Hace ya años que sabemos que el desarrollo de las relaciones afectivas en la infancia tiene una importante influencia en el desarrollo cognitivo de los niños, así como en su posterior desempeño a nivel social. Esto hace necesario que debamos considerar a cualquier niño que viva en un hogar donde exista violencia como una víctima psicológica de la misma, puesto que esta vivencia puede tener implicaciones importantes en su desarrollo.
 
Estos niños, además, se ven a menudo obligados a adoptar distintos patrones de conducta para lograr sobrevivir en un medio hostil del que a menudo no pueden escapar. Pueden, por ejemplo, convertirse en niños sobreadaptados al entorno, teniendo actitudes excesivamente auto-controladas y maduras, portándose muy bien y pasando así desapercibidos. Muchos de estos niños sufren lo que en psicología llamamos un proceso de parentalización: pasan a adoptaar en la familia un rol parecido al de un padre o madre, siendo la mano derecha de la madre en la gestión de los problemas y actuando como protectores de la misma. Esto hace que se vean obligados a madurar precozmente para poder desempeñar funciones que no corresponden a una persona de su edad.
 
En otras ocasiones, los niños que crecen en hogares violentos se identifican con el agresor e imitan los patrones violentos de conducta que observan, aprendiendo que esa es una manera eficaz de relacionarse con los demás. Normalizar el maltrato o sentirse responsable del mismo son otras respuestas habituales en estos niños. Es también muy común que el niño entre en un proceso de triangulización, en el que se ve inmerso en un conflicto de lealtades al tener que decidir de parte de cuál de sus progenitores de sitúa.
 
Además de las respuestas comentadas hasta ahora, frecuentemente el malestar de estos niños se expresa también en forma de diversos trastornos psicopatológicos. Según los estudios, los hijos de mujeres víctimas de violencia de género presentan una mayor frecuencia de trastornos tanto internalizantes (depresión, ansiedad, timidez, retraimiento y somatizaciones) como externalizantes (trastornos de conducta caracterizados por peleas, desobediencia, rabia, agresividad y conducta delictiva).
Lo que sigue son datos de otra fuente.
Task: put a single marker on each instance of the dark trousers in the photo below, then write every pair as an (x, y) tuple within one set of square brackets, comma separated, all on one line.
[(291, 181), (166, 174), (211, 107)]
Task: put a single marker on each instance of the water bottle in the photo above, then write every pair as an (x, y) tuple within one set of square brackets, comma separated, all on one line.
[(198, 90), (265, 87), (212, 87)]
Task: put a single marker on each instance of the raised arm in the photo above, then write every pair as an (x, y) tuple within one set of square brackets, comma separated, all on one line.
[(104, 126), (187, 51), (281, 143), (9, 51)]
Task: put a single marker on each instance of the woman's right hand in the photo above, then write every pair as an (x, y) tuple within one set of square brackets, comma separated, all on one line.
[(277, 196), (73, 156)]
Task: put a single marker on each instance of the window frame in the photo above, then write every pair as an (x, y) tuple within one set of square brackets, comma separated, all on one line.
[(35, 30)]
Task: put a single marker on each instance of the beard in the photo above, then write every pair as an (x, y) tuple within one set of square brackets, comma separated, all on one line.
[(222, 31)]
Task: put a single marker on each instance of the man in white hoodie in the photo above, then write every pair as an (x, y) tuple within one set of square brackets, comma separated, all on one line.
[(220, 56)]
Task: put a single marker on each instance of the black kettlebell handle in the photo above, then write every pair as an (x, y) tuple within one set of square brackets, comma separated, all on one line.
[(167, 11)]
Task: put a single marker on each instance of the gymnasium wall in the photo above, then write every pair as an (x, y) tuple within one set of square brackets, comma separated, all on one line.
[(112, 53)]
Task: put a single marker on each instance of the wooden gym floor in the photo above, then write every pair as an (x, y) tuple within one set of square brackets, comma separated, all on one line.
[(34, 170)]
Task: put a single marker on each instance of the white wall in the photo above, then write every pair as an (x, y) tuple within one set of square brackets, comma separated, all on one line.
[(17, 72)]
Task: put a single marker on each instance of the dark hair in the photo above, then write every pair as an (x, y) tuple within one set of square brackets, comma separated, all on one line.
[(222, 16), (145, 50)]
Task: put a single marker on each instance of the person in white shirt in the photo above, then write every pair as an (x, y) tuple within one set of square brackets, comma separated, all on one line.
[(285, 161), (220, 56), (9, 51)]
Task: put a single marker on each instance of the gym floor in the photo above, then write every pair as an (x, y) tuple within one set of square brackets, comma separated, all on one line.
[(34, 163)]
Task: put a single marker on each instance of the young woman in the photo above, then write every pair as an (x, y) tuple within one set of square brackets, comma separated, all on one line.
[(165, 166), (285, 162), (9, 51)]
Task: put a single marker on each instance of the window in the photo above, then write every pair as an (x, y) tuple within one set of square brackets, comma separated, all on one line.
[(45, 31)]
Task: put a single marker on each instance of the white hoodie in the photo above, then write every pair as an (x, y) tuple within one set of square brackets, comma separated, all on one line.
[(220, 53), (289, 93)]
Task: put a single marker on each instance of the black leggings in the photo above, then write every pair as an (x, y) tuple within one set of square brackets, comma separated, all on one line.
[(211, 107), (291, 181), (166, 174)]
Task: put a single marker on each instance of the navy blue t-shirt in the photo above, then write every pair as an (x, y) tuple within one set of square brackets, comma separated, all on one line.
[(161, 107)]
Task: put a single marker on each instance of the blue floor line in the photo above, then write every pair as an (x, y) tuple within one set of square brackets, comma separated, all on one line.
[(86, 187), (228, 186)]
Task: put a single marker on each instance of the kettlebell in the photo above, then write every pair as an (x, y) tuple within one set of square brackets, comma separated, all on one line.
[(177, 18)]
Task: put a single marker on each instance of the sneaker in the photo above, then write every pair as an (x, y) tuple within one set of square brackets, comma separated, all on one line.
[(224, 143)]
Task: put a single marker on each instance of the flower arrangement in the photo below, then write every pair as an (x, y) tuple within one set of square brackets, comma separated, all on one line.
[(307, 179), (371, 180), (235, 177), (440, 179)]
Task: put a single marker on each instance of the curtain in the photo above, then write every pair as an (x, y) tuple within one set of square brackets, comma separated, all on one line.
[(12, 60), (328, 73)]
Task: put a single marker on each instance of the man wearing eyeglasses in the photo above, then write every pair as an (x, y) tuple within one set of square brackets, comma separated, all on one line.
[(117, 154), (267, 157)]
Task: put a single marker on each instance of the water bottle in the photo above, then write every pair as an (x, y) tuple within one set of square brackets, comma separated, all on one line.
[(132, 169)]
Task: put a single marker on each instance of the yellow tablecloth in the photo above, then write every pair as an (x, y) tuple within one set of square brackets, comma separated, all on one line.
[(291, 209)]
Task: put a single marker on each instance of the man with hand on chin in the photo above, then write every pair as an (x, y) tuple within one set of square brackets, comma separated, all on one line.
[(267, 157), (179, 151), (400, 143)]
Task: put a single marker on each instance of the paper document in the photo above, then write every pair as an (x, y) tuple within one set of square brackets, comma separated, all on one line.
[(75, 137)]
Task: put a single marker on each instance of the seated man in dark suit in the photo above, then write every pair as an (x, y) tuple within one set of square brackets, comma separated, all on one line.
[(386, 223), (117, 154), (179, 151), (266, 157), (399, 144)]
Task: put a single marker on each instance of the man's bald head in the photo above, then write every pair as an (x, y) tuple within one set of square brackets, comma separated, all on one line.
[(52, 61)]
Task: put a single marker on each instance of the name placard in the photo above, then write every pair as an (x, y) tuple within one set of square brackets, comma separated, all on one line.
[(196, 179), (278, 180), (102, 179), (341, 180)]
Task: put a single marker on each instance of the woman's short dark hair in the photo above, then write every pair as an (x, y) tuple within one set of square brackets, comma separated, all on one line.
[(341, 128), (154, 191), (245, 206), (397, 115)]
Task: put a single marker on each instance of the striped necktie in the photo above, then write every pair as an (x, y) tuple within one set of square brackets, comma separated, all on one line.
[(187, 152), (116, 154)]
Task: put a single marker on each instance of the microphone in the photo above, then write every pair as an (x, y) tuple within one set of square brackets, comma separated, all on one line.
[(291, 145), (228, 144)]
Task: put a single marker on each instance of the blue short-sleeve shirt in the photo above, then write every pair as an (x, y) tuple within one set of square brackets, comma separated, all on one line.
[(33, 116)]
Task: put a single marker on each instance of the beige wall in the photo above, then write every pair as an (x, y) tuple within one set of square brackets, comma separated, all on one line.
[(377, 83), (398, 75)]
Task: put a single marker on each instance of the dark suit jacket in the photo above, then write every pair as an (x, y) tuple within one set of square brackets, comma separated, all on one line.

Es importante resaltar que el haber presenciado un maltrato psicológico grave (y no necesariamente físico) ha sido hallado como el principal factor de riesgo para el desarrollo posterior de dichas alteraciones. También se ha hipotetizado que las consecuencias emocionales que el maltrato tiene en la madre pueden hacer que ésta desarrolle  un vínculo de tipo inseguro con el niño: este tipo de vínculo supone también un factor de riesgo en el desarrollo de alteraciones psicológicas.
 
Todo esto no significa que el hecho de haber vivido en un hogar con violencia deba traducirse necesariamente en una infancia, adolescencia o edad adulta marcadas por la inestabilidad o las alteraciones psicológicas. Afortunadamente, son muchos los casos que nos demuestran que esto no siempre ocurre así. Sin embargo, estos datos sí deben alertarnos sobre la necesidad de tener presentes a los hijos e hijas de las mujeres maltratadas, conceptualizándolos también como víctimas del maltrato que merecen, por lo tanto, que su malestar sea cuidadosamente evaluado y atendido por profesionales cualificados.
 
Los equipos que atienden a estos niños y a sus madres están obteniendo resultados esperanzadores, recordándonos que una atención precoz puede ser eficaz para disminuir (e incluso evitar) trastornos y sufrimiento posteriores.  Una vez más, la evidencia nos conduce hacia la necesidad de invertir recursos en las actuaciones dirigidas a la prevención.